The mall, long a popular alternative shopping destination for Rockland County residents, was closed on Tuesday for the continuing police investigation and re-opened for business on Wednesday. The incident attracted regional and national attention, with the public and law enforcement officials not knowing the extent of the crisis until the gunman’s body was found in a basement area during a search of the 2.1 million-square-foot mall at about 3:20 a.m. on Tuesday.

Investigators said Shoop fired about six shots as he walked through the mall, entering by Nordstrom’s, but did not aim at anyone in the mall. Bergen County Prosecutor John L. Molinelli said Shoop’s body was found with a bullet wound to the head – the only victim in the incident.

Molinelli confirmed that Shoop had left a note at home in Teaneck, but it’s meaning is not clear. After finding the note on Monday, Shoop’s brother, Kevin, was prompted to go out looking for Richard. When Kevin Shoop heard of the shooting at the mall, he discovered his rifle was missing.

Kevin Shoop went to the mall to tell police he thought his brother might be involved. Kevin Shoop was still there when his younger brother’s body was found with his rifle.

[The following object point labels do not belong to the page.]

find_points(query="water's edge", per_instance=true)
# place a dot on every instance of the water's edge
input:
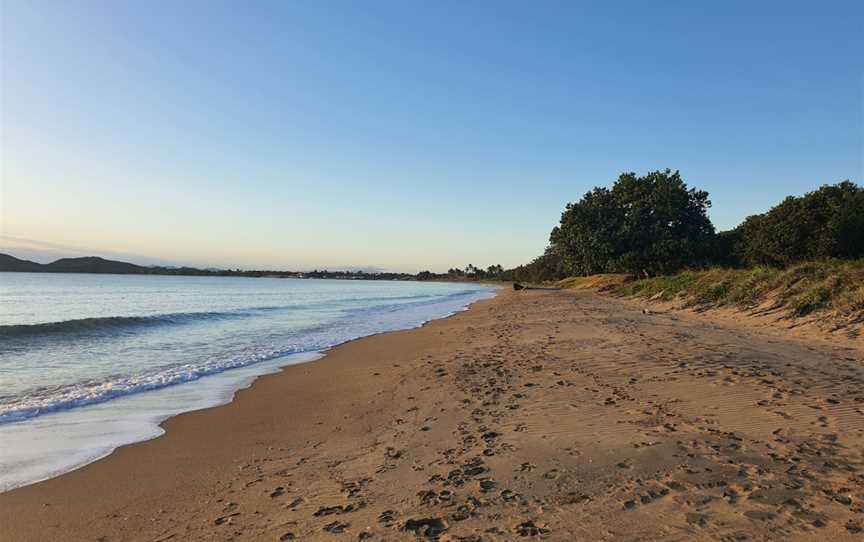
(147, 412)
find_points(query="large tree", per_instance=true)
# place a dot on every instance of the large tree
(644, 225)
(828, 222)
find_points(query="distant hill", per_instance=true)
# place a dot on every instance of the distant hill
(89, 264)
(11, 263)
(95, 264)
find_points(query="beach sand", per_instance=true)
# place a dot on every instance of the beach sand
(555, 415)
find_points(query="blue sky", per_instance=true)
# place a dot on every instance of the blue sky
(403, 135)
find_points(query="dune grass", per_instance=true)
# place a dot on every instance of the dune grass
(832, 285)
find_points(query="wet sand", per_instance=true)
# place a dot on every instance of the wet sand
(539, 414)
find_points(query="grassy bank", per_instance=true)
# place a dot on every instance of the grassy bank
(835, 287)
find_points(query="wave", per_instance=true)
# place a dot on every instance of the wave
(119, 323)
(87, 393)
(357, 323)
(106, 323)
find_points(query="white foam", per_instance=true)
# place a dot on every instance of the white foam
(50, 444)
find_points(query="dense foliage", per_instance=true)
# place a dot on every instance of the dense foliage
(655, 225)
(644, 225)
(827, 223)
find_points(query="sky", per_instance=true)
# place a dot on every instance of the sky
(403, 135)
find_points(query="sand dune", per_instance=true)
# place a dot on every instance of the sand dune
(539, 414)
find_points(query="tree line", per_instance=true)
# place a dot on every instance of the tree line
(656, 224)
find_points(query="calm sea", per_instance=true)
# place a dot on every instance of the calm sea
(92, 362)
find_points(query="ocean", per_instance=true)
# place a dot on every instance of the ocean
(92, 362)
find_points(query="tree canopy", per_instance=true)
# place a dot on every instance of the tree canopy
(656, 224)
(644, 225)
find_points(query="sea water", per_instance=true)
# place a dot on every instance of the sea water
(92, 362)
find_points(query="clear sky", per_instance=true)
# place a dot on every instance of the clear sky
(403, 135)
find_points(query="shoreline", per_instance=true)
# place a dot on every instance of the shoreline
(210, 391)
(544, 413)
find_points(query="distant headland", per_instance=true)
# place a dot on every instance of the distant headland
(95, 264)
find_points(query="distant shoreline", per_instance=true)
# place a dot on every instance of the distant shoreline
(101, 266)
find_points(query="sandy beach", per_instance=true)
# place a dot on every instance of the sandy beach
(548, 414)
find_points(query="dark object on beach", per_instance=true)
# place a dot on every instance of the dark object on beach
(428, 527)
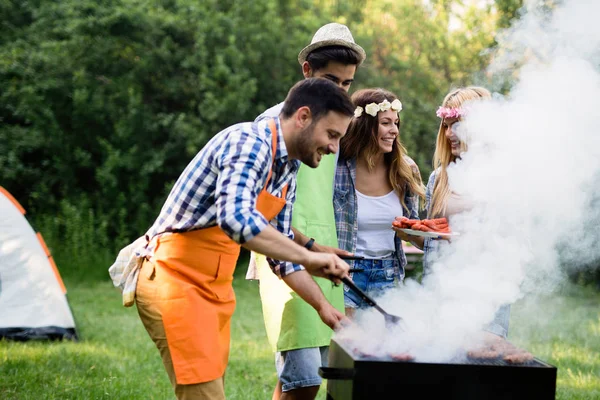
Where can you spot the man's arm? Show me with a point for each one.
(302, 240)
(306, 287)
(274, 244)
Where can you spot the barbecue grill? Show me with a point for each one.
(362, 377)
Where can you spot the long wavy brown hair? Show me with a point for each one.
(361, 141)
(443, 152)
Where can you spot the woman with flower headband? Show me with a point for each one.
(441, 200)
(375, 182)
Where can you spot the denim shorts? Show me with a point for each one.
(300, 368)
(378, 275)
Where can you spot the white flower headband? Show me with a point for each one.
(373, 108)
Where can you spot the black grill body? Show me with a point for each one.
(351, 377)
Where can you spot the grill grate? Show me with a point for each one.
(351, 376)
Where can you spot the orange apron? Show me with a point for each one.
(197, 295)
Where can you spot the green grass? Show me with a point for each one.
(116, 359)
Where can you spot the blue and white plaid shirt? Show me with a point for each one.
(221, 184)
(346, 210)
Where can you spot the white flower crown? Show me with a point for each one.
(373, 108)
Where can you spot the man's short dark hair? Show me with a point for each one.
(320, 95)
(319, 58)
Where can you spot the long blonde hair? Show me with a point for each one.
(443, 152)
(361, 139)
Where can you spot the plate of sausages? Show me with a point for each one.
(430, 228)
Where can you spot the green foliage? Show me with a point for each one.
(103, 103)
(107, 102)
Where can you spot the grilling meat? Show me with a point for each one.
(496, 347)
(402, 357)
(518, 358)
(483, 354)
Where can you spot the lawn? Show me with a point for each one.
(116, 360)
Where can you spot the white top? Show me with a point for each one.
(375, 237)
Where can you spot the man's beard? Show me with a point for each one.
(305, 146)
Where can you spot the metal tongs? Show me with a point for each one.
(391, 320)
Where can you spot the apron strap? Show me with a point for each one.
(273, 128)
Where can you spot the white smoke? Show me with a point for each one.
(532, 169)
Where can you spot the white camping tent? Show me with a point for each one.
(33, 303)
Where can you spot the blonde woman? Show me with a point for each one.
(375, 182)
(441, 200)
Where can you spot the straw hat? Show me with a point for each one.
(332, 34)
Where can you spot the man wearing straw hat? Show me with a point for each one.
(294, 327)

The ongoing investigation into the incident is still trying to determine exactly how many shots were fired. Molinelli said that Shoop did have extra ammunition with him for the rifle, a Zastava Serbia – which looks like the Russian AK-47.

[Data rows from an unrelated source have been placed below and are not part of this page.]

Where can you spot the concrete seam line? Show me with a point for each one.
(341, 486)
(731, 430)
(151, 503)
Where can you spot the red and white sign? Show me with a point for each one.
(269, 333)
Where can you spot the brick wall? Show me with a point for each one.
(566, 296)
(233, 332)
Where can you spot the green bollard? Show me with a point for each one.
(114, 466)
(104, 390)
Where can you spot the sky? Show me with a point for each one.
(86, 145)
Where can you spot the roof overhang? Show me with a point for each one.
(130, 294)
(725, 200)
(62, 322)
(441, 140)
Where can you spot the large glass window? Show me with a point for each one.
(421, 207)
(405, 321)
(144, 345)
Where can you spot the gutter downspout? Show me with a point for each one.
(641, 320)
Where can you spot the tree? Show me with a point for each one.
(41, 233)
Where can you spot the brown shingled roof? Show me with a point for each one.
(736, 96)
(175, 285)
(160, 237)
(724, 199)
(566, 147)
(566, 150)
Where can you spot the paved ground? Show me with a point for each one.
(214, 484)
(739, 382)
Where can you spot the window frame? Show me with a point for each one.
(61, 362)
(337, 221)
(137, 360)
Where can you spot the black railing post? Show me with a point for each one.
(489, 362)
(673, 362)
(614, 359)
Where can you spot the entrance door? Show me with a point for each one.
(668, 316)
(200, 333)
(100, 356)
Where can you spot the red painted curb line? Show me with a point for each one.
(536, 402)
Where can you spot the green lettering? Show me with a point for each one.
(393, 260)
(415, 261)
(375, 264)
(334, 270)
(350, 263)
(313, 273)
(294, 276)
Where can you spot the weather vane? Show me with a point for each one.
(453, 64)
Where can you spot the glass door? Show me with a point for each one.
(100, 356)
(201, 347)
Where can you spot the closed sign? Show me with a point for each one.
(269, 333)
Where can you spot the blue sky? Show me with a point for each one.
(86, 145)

Witnesses who saw Shoop – a Bergen Community College student who worked at a Teaneck pizzeria – walking through the mall said he was not aiming at anyone from the public. However, workers and shoppers far from Shoop could hear the shots in the mall and weren’t sure what was happening. In the massive police response to the incident, police officers guided workers and shoppers out of the locked-down mall and its sprawling parking lots.

Shoop’s family and friends were shocked by the incident and on Tuesday held a vigil in Teaneck to remember him, with more than 200 people attending. At the family home on Tuesday, Kevin Shoop said his brother did not mean to hurt anyone.

“My brother intended to harm nobody else but himself,” Kevin Shoop said. “He just sadly decided to make an act of, I guess, self-indulgence by taking his own life publicly, and it’s a tragedy to all of us.”

The gun used in Monday night’s incident had been seized by police after an incident this year between Richard and Kevin Shoop. However, Molinelli said the legally-owned weapon was returned to Kevin Shoop.

While the shooting incident shocked and surprise the community, local law enforcement officers have conducted training exercises at the massive mall to prepare for such emergencies. For years, police throughout the metropolitan area – including Rockland County – have been conducting awareness campaigns urging the public to report suspicious incidents, people or unattended packages at major shopping areas immediately if they spot something. The “See Something, Say Something” campaign has included the sprawling Palisades Center mall in West Nyack.

During the holiday season, Palisades Center and the Clarkstown Police Department arrange for increased police patrols of the mall – inside and outside.

While incidents at major malls across the country are not new – the deadly Brink’s robbery in 1981 started at the Nanuet Mall – a new level of terror was reached in September in Kenya, where a group of extremists attacked a mall and killed 67 people.